Actuellement nous avons créé un certain nombre de machines, essentiellement pour évaluer
les communicateurs classiques avec divers types d’eib: machines avec divers filtrages de
caractères, machine d’extraction de mots, machine de décomposition syllabique, machine de
condensation syllabique avec divers filtres, machine de compression syllabique (français
abrégé) et également une machine de décodage (code de longueur fixe) d’entités du
PARLESILAB condensé. Nous avons fait aussi quelques essais de machine pour passer des
syllabes condensées aux composantes phonologiques, pour accéder à des dictionnaires de
façon anorthographique à partir de syllabes condensées de façon à accéder à des informations
syntaxiques,… Beaucoup de travaux restent à faire et nous avons besoin des compétences de
la communauté TALN pour nous faciliter l’obtention d’algorithmes ou de dictionnaires bien
adaptés aux besoins des systèmes de communication pour handicapés.

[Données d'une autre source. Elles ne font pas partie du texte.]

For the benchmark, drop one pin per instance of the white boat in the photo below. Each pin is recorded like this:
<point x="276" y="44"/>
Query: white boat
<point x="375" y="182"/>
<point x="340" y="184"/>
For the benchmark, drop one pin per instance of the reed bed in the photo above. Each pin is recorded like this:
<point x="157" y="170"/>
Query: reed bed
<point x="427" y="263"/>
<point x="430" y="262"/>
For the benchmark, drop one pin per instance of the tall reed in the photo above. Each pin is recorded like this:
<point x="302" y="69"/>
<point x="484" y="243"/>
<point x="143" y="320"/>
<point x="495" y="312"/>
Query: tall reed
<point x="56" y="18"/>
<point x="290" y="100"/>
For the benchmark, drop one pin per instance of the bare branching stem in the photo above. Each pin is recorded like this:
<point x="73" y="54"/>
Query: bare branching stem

Enfin un module permet d’évaluer le nombre moyen de pas de balayage et de sélection pour
une structure de communicateur en tenant compte de l’arbre Kgrammatique et des préférences
liées aux possibilités de la personne handicapée.
Ce prototype nous a permis aussi d’améliorer également l’usage de systèmes de
communication à partir d’enregistrements de la production d’un utilisateur. L’analyse a été
faite hors ligne, mais pourrait être intégrée aux communicateurs pour recueillir et analyser les
messages générés afin d’adapter en temps réel une base de connaissance pour rendre plus
performante une méthode prédictive. Cette analyse peut également servir à corriger
régulièrement l’organisation du communicateur, car plus l’utilisateur communique, plus il
ressent le besoin d’enrichir les potentialités de son système d’aide à la communication.
9 Conclusion
Un communicateur est une prothèse de communication qui, si elle ne correspond pas
parfaitement aux besoins de l’utilisateur, sera rejetée. Les études précédentes et le logiciel
associé peuvent nous permettre de mieux définir, pour une personne handicapée donnée,
toutes les caractéristiques du communicateur qui lui convient. Pour éviter le coût prohibitif de
réalisations particulières, cette modélisation permet de mettre en œuvre des systèmes
générateurs ou configurateurs. Ceci reste toutefois insuffisant, car il est fondamental
d’adjoindre d’une part une évaluation médicale, ergonomique, cognitive et intellectuelle,
éventuellement assistée par ordinateur, et d’autre part de préparer et de mettre en place des
méthodologies d’apprentissage, qui constituent une véritable rééducation à la communication.
Réflexions sur l’aide à la communication des personnes présentant un handicap moteur
Dans ces deux phases essentielles à la bonne adéquation du communicateur à son utilisateur,
notre logiciel WOMAN reste un outil d’une grande utilité.